The structural shift that matters more than the economic cycle: printing volumes have declined roughly 3-5% annually for a decade as SMBs shift spend to digital channels. The printing franchise brands that survive are the ones that pivoted from "print shop" to "marketing services provider" — offering design, digital printing, promotional products, and direct mail alongside traditional offset printing. Minuteman Press has made that transition more successfully than Sir Speedy, which shows in the diverging growth rates: Minuteman +2%, Sir Speedy -2.3%.

The actionable insight for a buyer: if you're evaluating a printing franchise, ask what percentage of the average center's revenue comes from digital services vs. traditional print. A center still running 80%+ traditional print volume is one technology shift away from a revenue cliff. A center with 40% digital and promotional products is a different business with a longer runway.

AlphaGraphics: $1.47M Revenue With a Contracting System

AlphaGraphics presents the most interesting tension in the category: the highest disclosed revenue ($1.47M average) in a shrinking system (-2.2%/year). This requires unpacking.

AlphaGraphics's high average revenue reflects its positioning in the premium, enterprise-focused end of commercial printing. The brand's 227 locations are concentrated in mid-to-large markets where enterprise clients need sophisticated print and marketing capabilities. When those centers succeed, they succeed at scale — $1.47M is real.

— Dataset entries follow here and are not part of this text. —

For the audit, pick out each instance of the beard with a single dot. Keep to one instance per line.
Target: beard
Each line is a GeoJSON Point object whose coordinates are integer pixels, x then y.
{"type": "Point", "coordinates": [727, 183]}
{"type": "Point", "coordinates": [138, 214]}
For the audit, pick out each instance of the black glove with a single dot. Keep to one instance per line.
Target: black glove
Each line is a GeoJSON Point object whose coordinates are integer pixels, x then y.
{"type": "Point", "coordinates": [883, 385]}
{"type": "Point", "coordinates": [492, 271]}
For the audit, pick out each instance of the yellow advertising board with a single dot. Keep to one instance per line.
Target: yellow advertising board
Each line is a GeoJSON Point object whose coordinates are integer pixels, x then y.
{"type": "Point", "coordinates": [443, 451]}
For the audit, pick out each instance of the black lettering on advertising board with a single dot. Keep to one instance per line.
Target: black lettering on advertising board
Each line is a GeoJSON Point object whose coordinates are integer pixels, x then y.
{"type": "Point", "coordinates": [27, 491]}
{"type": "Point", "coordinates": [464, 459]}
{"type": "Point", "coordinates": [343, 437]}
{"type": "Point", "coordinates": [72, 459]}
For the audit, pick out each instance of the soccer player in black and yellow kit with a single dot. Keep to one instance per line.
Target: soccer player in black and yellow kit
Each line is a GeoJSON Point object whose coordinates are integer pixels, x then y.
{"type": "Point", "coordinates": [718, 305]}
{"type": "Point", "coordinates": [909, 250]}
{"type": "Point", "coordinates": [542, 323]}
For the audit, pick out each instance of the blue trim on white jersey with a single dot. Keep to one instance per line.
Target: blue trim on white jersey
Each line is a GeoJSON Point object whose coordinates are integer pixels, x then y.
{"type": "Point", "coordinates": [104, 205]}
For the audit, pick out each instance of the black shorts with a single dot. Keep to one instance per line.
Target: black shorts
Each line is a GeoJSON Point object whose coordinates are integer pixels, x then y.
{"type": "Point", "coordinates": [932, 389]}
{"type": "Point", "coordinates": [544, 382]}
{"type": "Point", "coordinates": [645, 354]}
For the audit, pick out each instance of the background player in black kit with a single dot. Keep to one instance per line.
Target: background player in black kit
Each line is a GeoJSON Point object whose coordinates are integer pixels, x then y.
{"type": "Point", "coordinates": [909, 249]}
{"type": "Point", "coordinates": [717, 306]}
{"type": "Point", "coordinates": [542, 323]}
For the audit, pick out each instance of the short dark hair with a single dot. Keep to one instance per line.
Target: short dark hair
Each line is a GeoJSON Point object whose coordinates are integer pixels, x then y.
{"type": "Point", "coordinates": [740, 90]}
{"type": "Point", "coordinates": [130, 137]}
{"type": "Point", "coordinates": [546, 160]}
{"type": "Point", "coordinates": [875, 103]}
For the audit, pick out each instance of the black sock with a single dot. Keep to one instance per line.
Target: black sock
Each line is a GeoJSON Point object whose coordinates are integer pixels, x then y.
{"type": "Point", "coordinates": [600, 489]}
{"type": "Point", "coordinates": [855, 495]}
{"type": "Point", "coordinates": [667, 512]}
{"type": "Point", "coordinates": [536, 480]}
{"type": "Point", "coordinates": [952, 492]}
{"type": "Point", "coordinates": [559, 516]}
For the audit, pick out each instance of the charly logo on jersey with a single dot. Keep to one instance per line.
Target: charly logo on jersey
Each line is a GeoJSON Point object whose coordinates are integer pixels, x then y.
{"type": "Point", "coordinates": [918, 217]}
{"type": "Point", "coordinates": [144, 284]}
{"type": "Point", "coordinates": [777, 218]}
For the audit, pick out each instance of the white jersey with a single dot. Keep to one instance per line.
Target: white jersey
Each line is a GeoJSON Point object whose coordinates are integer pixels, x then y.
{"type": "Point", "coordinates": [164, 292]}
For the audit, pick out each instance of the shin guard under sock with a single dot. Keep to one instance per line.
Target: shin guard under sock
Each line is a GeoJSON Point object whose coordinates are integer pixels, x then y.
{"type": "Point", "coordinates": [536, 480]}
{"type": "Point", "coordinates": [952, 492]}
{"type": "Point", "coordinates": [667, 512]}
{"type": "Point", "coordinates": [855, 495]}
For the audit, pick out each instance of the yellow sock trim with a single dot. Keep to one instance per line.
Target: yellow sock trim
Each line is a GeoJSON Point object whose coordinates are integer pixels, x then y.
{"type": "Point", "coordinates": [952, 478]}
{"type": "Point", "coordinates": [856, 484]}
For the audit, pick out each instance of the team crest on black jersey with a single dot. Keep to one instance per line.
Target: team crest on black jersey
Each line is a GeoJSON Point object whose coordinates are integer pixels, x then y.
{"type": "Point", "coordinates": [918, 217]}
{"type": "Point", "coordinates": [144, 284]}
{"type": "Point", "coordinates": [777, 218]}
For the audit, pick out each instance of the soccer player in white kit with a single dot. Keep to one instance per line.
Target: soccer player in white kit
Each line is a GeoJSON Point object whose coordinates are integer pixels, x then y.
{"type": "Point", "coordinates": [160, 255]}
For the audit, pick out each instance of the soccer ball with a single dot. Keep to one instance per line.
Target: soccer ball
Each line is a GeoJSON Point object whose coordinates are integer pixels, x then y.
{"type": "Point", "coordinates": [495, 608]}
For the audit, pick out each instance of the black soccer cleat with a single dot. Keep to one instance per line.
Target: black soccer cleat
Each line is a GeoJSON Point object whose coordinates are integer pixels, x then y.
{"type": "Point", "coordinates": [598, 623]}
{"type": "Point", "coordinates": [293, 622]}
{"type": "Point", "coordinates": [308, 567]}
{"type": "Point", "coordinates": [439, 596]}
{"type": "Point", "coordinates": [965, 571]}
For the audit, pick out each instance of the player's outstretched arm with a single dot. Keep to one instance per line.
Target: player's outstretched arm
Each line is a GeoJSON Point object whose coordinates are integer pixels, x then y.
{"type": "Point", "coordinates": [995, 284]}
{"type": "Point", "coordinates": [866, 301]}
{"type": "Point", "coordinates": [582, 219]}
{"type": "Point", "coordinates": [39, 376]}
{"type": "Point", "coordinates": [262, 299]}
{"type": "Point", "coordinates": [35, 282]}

The shrinkage is coming from the other end: centers in smaller markets or with less enterprise penetration that can't generate the volume to sustain a $296K–$379K investment. When those centers close, the average revenue figure stays high because the survivors are the performers. This is survivor bias in Item 19 data — a known distortion that Item 19 disclosures rarely correct for.

The practical implication: AlphaGraphics in a mid-size market with a pipeline into local enterprise clients is a different investment than AlphaGraphics in a suburban market competing on retail print jobs. The FDD can't tell you which situation you're in. Your market research before signing — specifically identifying your top 20 potential enterprise clients and their current print spend — matters more than the FDD average revenue figure.

The Data-Backed Pick

Among 6 business services brands, the FDD data is clearest on one recommendation:

Health 84
Minuteman Press — $180K–$226K investment (SBA-fundable at 10% down), 6% royalty, $766K average revenue, +2% growth. The only growing brand in the category, with the most favorable capital efficiency: $180K minimum investment against $766K average revenue is a 4.3x ratio. The SMB repeat-client model is holding up where enterprise print isn't. Minuteman's franchise fee ($48,500) is flat regardless of location, which simplifies the entry cost calculation.
High ceiling
AlphaGraphics — Best revenue ceiling ($1.47M average) but requires enterprise client development skills and active account management. Not a semi-absentee business. Best suited for operators with a B2B sales background who can sign enterprise accounts in the first 12 months.
Avoid
ActionCOACH, Sir Speedy — Both declining at 6%+ and 2.3% respectively, with the smallest unit counts in the category. Small declining systems are harder to validate (fewer franchisees to call) and often indicate the franchisor is prioritizing survival over franchisee support.